Alta quota: il freddo può creare problemi al cuore

Metella Ronconi
A cura di Metella Ronconi
Pubblicato il 18/12/2018 Aggiornato il 19/12/2018

Quando si decide di trascorrere qualche giorno in montagna, magari a sciare, è bene ricordare che il freddo, cui si aggiunge l’alta quota, può creare problemi alle persone con problemi di cuore

Alta quota: il freddo può creare problemi al cuore

 Le vacanze natalizie ormai alle porte inaugurano la stagione delle settimane bianche. Da affrontare con qualche precauzione in più da chi soffre di cuore, senza per questo rinunciare alla vacanza sulla neve, perché il freddo intenso può rappresentare un pericolo per la salute.

La risposta dell’organismo al freddo

In presenza di temperature rigide il nostro organismo mette in atto una serie di misure per proteggersi: riduce il quantitativo di sangue che circola a livello cutaneo, dove il freddo esterno finirebbe per “raffreddarlo” troppo, e lo convoglia verso i visceri e gli organi più importanti. I piccoli vasi sanguigni si restringono per evitare la dispersione del calore corporeo e tenere gli organi al caldo e il cuore è costretto a faticare di più per rispondere alla resistenza che il sangue incontra nel suo “viaggio” verso gli organi periferici del corpo.
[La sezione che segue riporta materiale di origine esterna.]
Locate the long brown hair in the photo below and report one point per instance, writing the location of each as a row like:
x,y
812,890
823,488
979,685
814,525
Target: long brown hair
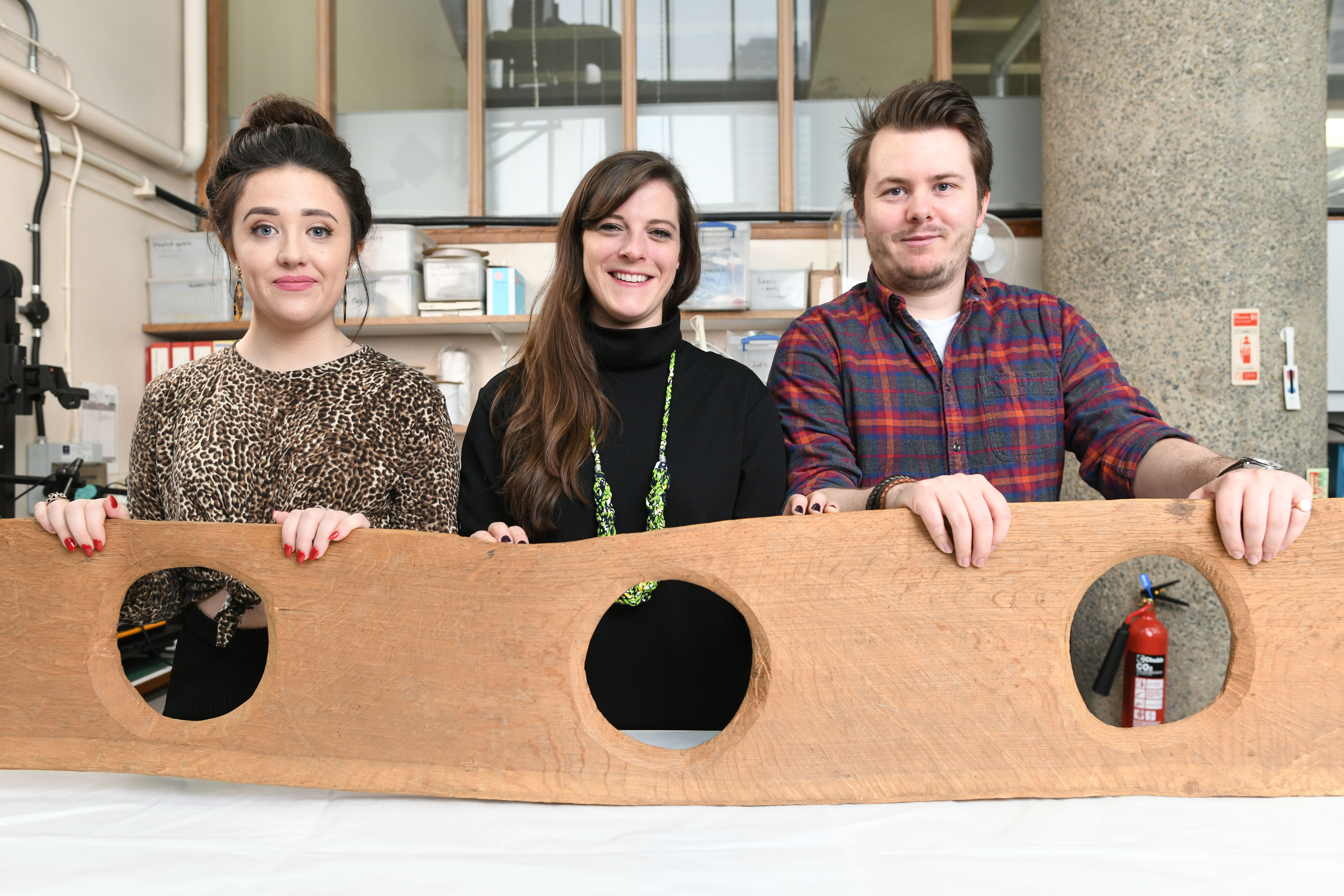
x,y
554,386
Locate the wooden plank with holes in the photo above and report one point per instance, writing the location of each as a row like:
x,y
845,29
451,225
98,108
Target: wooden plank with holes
x,y
425,664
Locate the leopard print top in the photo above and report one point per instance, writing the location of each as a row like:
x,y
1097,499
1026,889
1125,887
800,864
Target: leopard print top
x,y
222,441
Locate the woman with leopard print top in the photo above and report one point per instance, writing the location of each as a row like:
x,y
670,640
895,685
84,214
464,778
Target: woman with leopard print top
x,y
295,425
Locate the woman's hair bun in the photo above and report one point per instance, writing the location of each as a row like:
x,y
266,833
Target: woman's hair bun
x,y
281,109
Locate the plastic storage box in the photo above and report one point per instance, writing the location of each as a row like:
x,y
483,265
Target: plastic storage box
x,y
396,248
724,268
507,293
396,293
197,256
756,351
190,300
780,289
455,277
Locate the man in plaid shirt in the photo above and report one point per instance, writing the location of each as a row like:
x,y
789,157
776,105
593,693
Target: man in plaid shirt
x,y
935,389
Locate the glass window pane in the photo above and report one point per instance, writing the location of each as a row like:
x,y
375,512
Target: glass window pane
x,y
553,100
709,97
272,49
987,41
1335,109
401,101
843,53
996,57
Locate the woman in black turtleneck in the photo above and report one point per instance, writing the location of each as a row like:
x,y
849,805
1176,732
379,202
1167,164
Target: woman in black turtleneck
x,y
596,362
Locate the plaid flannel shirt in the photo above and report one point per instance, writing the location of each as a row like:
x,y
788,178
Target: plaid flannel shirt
x,y
863,395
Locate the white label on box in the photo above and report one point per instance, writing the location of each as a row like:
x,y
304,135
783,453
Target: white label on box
x,y
1245,347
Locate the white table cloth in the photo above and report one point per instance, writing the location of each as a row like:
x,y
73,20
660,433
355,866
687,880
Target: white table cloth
x,y
109,835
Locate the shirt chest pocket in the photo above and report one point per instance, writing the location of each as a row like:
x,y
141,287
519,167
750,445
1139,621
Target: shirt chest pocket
x,y
1022,413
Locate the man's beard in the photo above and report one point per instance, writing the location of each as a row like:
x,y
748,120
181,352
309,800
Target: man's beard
x,y
901,280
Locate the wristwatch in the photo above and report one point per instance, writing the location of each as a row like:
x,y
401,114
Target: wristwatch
x,y
1252,463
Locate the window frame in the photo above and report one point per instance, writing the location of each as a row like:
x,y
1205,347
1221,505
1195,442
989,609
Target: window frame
x,y
217,18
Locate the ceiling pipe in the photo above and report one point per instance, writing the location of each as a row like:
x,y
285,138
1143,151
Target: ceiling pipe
x,y
143,186
1026,30
54,97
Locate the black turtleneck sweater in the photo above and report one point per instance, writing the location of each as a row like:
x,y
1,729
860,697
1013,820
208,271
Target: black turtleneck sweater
x,y
683,658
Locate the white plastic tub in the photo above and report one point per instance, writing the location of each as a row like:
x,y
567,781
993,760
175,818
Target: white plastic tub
x,y
449,279
396,293
394,248
191,300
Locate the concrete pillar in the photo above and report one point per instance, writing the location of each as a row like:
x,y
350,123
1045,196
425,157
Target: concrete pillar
x,y
1183,162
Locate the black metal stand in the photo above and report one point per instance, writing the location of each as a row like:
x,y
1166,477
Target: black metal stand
x,y
23,387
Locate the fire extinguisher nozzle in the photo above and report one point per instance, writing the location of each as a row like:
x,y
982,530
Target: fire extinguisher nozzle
x,y
1109,667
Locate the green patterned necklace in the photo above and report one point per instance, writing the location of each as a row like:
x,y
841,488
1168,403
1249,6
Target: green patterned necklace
x,y
603,495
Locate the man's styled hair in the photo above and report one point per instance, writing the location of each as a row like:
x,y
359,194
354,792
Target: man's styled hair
x,y
920,107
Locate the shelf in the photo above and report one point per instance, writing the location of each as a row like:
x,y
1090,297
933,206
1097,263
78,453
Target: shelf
x,y
515,324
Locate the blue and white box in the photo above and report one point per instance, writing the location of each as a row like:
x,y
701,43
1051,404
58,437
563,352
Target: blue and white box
x,y
506,292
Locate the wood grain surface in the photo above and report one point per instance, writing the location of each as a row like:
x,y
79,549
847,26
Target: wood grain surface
x,y
425,664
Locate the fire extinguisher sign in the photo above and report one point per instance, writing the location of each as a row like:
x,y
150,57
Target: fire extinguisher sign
x,y
1245,347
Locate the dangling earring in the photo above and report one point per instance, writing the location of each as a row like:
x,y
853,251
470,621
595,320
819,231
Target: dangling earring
x,y
238,293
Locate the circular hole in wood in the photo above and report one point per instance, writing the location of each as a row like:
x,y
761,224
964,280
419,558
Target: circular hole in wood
x,y
1162,688
170,652
673,671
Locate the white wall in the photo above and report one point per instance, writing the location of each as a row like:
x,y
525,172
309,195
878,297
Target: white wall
x,y
126,56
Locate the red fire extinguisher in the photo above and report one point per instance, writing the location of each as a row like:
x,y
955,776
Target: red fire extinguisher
x,y
1142,641
1146,671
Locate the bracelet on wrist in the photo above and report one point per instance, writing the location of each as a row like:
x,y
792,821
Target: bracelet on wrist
x,y
878,496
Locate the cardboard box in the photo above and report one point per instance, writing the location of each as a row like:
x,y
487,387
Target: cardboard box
x,y
824,287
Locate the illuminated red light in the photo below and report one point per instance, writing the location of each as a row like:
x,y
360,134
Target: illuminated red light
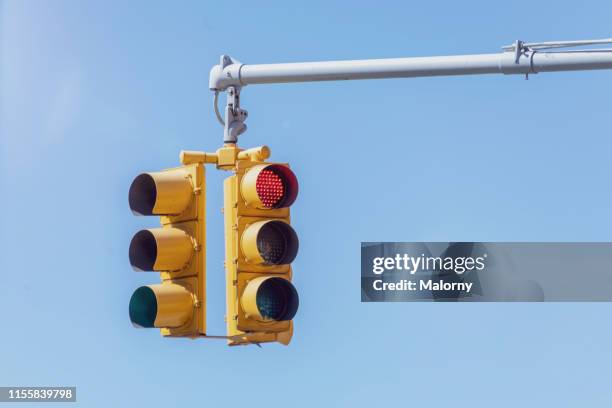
x,y
270,188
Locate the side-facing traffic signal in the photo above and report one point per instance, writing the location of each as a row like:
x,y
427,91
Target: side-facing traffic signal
x,y
177,306
260,246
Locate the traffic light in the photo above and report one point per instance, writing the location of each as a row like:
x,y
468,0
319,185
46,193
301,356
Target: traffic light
x,y
177,250
260,246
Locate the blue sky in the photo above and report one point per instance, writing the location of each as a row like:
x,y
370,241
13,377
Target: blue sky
x,y
93,94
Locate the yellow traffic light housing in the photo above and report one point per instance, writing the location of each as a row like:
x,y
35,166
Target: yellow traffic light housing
x,y
177,306
260,246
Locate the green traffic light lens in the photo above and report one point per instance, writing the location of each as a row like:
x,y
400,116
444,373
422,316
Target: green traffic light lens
x,y
143,307
277,300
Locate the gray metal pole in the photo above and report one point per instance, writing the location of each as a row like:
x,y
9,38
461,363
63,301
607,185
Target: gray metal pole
x,y
520,59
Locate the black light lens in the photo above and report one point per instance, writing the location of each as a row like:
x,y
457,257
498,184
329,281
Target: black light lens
x,y
277,243
277,299
143,194
143,251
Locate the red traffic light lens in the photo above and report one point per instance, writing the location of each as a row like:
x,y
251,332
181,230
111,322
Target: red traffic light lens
x,y
270,188
276,186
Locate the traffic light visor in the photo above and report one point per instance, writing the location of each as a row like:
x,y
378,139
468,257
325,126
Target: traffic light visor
x,y
162,193
269,186
270,242
161,305
160,249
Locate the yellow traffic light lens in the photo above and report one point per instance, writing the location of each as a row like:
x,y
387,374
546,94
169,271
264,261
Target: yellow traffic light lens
x,y
143,251
270,298
143,307
269,242
277,300
160,249
277,243
269,186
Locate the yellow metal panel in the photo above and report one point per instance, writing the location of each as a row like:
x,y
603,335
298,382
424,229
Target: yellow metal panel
x,y
193,275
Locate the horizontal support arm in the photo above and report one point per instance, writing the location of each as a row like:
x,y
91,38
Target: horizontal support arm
x,y
527,61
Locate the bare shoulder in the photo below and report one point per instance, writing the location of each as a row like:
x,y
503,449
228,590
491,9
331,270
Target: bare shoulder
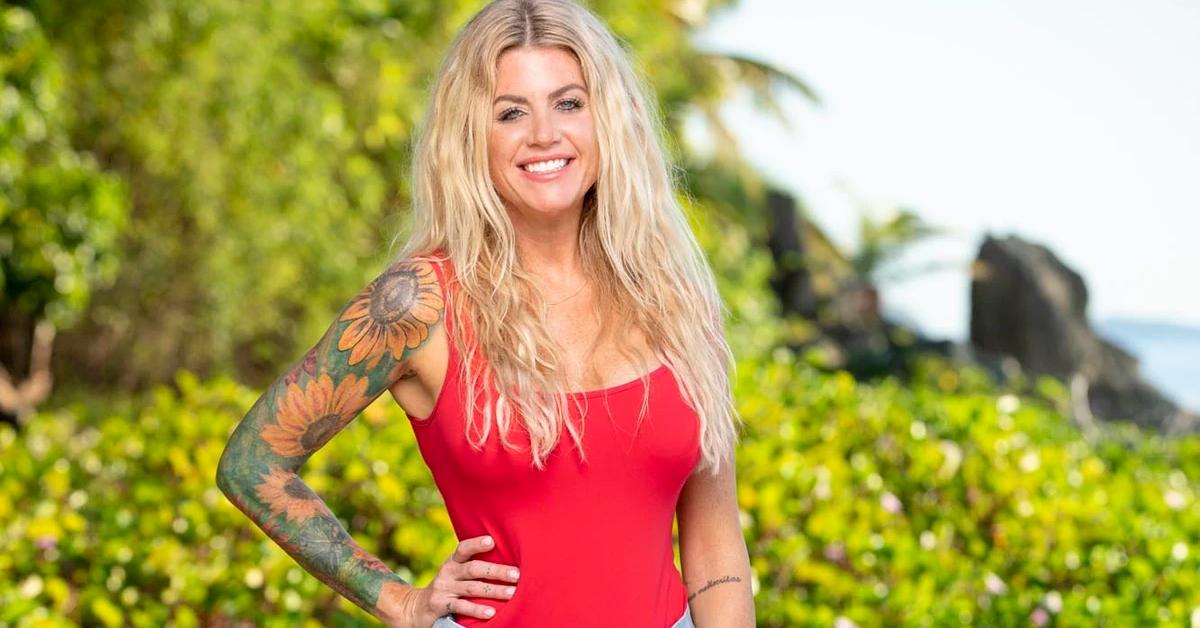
x,y
402,312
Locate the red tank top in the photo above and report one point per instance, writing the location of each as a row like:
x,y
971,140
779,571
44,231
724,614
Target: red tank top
x,y
592,539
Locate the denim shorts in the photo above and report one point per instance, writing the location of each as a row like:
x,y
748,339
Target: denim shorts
x,y
445,621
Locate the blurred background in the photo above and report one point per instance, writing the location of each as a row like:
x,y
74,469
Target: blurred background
x,y
953,239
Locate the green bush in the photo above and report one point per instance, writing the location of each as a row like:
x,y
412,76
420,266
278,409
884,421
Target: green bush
x,y
942,502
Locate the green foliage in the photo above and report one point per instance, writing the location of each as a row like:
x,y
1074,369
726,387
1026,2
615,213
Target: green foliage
x,y
940,503
947,503
60,214
265,147
112,515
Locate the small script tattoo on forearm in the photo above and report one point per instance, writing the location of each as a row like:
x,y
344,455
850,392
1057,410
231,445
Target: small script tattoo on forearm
x,y
714,582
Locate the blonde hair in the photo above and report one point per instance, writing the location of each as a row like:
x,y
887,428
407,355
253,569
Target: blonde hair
x,y
635,243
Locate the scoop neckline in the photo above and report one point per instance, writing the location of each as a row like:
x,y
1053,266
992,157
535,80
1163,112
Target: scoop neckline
x,y
611,389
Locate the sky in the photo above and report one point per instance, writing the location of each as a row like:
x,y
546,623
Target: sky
x,y
1072,124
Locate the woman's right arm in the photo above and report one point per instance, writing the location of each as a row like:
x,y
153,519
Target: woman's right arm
x,y
359,357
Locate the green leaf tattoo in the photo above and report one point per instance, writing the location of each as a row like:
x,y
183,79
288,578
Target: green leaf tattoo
x,y
359,357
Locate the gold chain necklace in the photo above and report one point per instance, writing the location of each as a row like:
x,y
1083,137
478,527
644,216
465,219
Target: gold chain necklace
x,y
569,298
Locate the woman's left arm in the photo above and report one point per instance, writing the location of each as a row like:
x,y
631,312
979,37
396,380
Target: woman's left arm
x,y
713,551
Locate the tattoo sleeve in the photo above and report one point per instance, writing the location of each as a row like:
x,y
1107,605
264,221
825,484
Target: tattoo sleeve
x,y
355,360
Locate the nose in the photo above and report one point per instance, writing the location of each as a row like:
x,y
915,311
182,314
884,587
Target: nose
x,y
544,130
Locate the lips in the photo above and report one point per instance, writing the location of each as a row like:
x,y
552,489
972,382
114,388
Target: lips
x,y
544,157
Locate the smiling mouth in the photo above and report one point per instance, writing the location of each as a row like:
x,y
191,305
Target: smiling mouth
x,y
546,167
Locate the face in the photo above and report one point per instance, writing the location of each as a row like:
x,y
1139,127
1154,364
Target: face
x,y
541,143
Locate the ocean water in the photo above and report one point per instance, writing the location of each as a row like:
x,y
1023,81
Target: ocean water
x,y
1169,354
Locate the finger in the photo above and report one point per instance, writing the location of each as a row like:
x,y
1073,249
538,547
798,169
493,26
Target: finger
x,y
477,569
461,606
471,546
475,588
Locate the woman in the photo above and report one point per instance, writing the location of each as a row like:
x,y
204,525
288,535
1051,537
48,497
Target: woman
x,y
551,283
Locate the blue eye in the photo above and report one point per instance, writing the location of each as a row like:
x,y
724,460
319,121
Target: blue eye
x,y
510,114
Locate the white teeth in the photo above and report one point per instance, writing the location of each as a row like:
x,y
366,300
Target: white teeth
x,y
545,166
Questo meccanismo non crea generalmente problemi, ma in chi soffre di malattie cardiache può mettere in difficoltà il sistema circolatorio.

Altitudine e cuore

In alta quota diminuisce la disponibilità di ossigeno presente nell’aria e, proprio per compensare questa mancanza, il cuore lavora di più per fornire comunque ai polmoni l’ossigeno necessario e sale la pressione arteriosa. Inoltre, in alta quota la capacità dell’organismo di utilizzare l’ossigeno è limitata. Ci si trova così ad avere, da un lato meno ossigeno a disposizione, e dall’altro un’inferiore capacità di utilizzarlo. Tutto questo genera alterazioni significative a livello cardiovascolare, fino a mettere a rischio di infarto e ictus chi ha già problematiche cardiocircolatorie.

I rischi dello sforzo fisico

In presenza di un restringimento nelle coronarie (arterie) causato dalle placche di grasso e tessuto (aterosclerosi) o di un ispessimento del cuore conseguente all’ipertensione arteriosa (ipertrofia cardiaca), il freddo magari associate a un’attività fisica, può comportare la comparsa di dolore toracico o mancanza di respiro.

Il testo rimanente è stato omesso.